Il Rinascimento sollecitò le raccolte, per lo più private, e con ciò scavi abusivi e dilapidazioni di strutture antiche, favorendo persino il loro commercio internazionale: i forestieri del Grand Tour facevano il nostro Paese facile preda, e non a caso tante opere d’arte senesi sono nei musei stranieri. Ci fu però un baluardo legislativo che salvò molti palazzi e raccolte: si tratta dell’istituto del fedecommesso, che in età moderna impedì la divisione dei beni ereditari tra i figli. Così si è salvata in gran parte la Roma monumentale del ‘5-‘600, perché questa normativa fu confermata anche nell’Italia unitaria per Roma, ancorché i liberali avessero un orientamento generale contrario al vincoli dei beni – e molto infatti fu liberamente esportato allora.
Solo il Novecento ha posto dei paletti seri. Rimangono però conflitti di competenza, che le recenti riforme dell’Amministrazione dei beni culturali hanno probabilmente accentuato. E comunque rimangono le conseguenze delle soppressioni di enti religiosi nel ‘7-‘800. Non solo. A Siena le stesse mura fatte dal Comune antico divennero statali e intere collezioni museali di straordinaria importanza hanno ancora ‘pezzi’ di vari proprietari – cosa che non ne favorisce certamente la gestione.

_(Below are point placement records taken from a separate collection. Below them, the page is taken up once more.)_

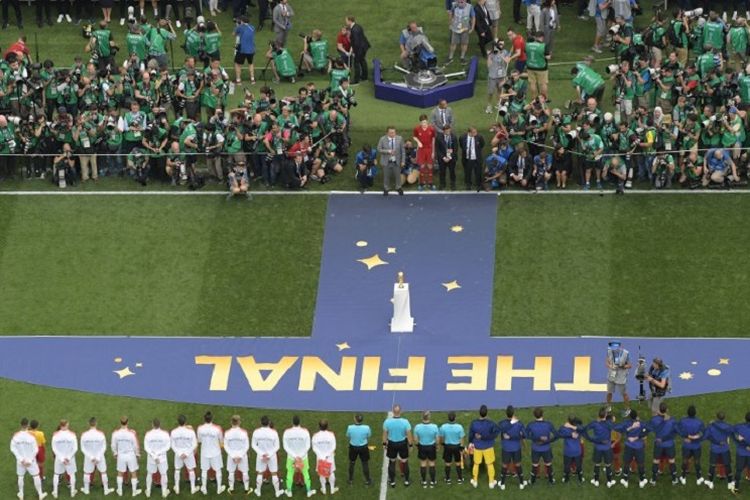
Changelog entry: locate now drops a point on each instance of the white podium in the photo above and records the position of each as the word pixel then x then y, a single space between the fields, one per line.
pixel 402 322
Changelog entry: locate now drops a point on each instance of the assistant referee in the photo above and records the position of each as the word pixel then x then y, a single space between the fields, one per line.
pixel 397 440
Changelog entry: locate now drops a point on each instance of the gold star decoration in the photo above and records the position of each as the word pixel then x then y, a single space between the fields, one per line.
pixel 451 285
pixel 373 261
pixel 125 372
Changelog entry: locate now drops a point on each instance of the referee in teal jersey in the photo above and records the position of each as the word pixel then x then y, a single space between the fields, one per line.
pixel 359 435
pixel 397 440
pixel 452 437
pixel 425 435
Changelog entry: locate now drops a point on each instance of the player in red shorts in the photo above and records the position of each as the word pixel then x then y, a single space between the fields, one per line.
pixel 424 138
pixel 41 441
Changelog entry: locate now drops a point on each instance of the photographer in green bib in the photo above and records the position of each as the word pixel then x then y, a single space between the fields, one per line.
pixel 315 53
pixel 281 63
pixel 737 41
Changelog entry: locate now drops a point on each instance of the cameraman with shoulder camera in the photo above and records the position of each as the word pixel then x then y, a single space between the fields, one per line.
pixel 618 368
pixel 658 381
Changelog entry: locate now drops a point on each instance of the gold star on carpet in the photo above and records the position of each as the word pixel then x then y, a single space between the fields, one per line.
pixel 125 372
pixel 373 261
pixel 451 285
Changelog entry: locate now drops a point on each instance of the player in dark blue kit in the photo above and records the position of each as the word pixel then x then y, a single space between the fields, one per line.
pixel 691 430
pixel 542 434
pixel 571 433
pixel 599 432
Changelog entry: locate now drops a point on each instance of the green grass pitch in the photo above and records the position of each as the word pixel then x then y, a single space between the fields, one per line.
pixel 201 266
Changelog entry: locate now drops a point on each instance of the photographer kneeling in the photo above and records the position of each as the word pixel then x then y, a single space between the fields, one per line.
pixel 238 179
pixel 658 383
pixel 63 168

Insomma, chiaramente la tutela è aumentata molto, ma c’è tanto lavoro ancora da fare di fronte al patrimonio enorme ereditato dal passato. I cittadini possono fare molto con la loro vigilanza e le avvertenze puntuali, in particolare a Comuni e Soprintendenze. E sono anche più efficaci se operano organizzati in enti con competenze culturali.